Joyce Fikri, LDN, nutrition educator from St. Louis Dairy Council also talked to students about dairy and nutrition.

Joyce Fikri, LDN, nutrition educator from St. Louis Dairy Council talked to students about dairy and nutrition. Fikri encouraged students to get at least three servings of dairy a day.

“Dairy foods are packed with bone-building calcium,” Fikri said. “Be sure to get three servings of milk, yogurt or cheese every day for strong bones and teeth.”

The students, teachers and adult chaperones all enjoy the tour.

Students made a Dairy Farm Charm bag to help them remember what dairy cows eat and how the farmer cares for the cows.

“Farmer Mike never disappoints,” said St Ann School Kindergarten teacher Valeria Bauza. “The students enjoy all the animals and demonstrations of the work that goes into dairy farming.”

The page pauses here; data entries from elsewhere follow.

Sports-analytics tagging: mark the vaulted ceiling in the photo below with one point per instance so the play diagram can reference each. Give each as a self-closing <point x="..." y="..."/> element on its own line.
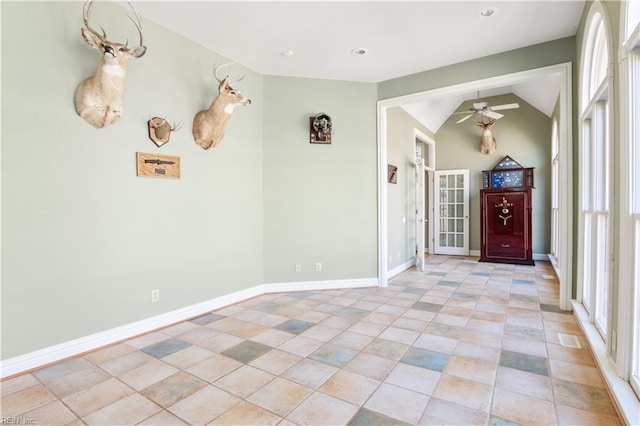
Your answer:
<point x="316" y="39"/>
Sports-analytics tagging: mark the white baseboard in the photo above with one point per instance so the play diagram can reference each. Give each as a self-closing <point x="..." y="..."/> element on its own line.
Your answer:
<point x="621" y="392"/>
<point x="51" y="354"/>
<point x="400" y="268"/>
<point x="536" y="256"/>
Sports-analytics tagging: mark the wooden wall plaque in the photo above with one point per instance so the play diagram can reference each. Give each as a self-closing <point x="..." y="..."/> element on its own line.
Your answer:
<point x="156" y="165"/>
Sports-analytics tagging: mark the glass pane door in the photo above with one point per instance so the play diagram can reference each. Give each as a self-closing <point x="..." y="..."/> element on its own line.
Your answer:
<point x="452" y="212"/>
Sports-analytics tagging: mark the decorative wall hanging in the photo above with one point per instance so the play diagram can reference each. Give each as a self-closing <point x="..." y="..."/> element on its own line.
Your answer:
<point x="392" y="173"/>
<point x="320" y="128"/>
<point x="209" y="124"/>
<point x="160" y="130"/>
<point x="98" y="99"/>
<point x="156" y="165"/>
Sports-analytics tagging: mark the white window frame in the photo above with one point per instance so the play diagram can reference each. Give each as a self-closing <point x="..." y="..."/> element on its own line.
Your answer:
<point x="594" y="246"/>
<point x="628" y="347"/>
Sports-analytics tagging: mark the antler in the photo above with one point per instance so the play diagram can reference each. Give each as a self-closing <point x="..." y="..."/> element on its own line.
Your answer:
<point x="86" y="13"/>
<point x="217" y="68"/>
<point x="137" y="23"/>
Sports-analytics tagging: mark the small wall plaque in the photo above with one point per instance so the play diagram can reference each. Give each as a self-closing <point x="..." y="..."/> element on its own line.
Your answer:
<point x="392" y="173"/>
<point x="156" y="165"/>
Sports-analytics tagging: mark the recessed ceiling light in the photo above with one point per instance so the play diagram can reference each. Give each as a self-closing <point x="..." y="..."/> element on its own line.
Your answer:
<point x="487" y="12"/>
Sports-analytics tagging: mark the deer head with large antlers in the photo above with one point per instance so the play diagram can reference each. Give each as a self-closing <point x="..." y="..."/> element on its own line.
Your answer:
<point x="209" y="124"/>
<point x="98" y="99"/>
<point x="488" y="142"/>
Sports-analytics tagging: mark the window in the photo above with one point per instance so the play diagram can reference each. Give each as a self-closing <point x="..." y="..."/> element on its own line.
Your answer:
<point x="629" y="306"/>
<point x="595" y="176"/>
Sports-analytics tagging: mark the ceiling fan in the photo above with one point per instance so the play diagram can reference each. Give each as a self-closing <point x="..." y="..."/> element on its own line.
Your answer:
<point x="484" y="109"/>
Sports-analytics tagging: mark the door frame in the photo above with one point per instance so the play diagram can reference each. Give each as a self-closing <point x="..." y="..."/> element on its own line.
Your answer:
<point x="429" y="168"/>
<point x="465" y="213"/>
<point x="565" y="271"/>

Thirteen members of the Nashville High School FFA helped with the set up and tear down and assisted with the tour by offering additional lessons on dairy farming, farm safety and animal care.

Volunteers from Farm Bureau also offered additional support.

Students also learned about equipment used in dairy farming and farm safety.

“The FFA students and other volunteers are always so helpful and understanding with the students,” Bauza said.

Chwasczinski, a Washington County Farm Bureau member, has a long history of opening his farm for educational tours.

A group photo of St. Ann and Trinity St. John students, along with NCHS FFA volunteers and Dairy Farmer Mike Chwasczinski.

In addition to opening his barns, Chwasczinski recruits neighbors to bring additional livestock. This year the petting zoo included rabbits, chickens and goats.

“Mike has welcomed elementary classrooms from across the county to tour his dairy farm for over 25 years,” Conant said. “Hundreds of kids from Washington County have been able to see first-hand where their milk, cheese and other dairy products come from while interacting with the numerous farm animals from Mike and his neighbors. A big thank you to Mike, his family and employees, and all the volunteers for their dedication in bringing agriculture to the youth of Washington County.”

The tour ended with cookies and milk.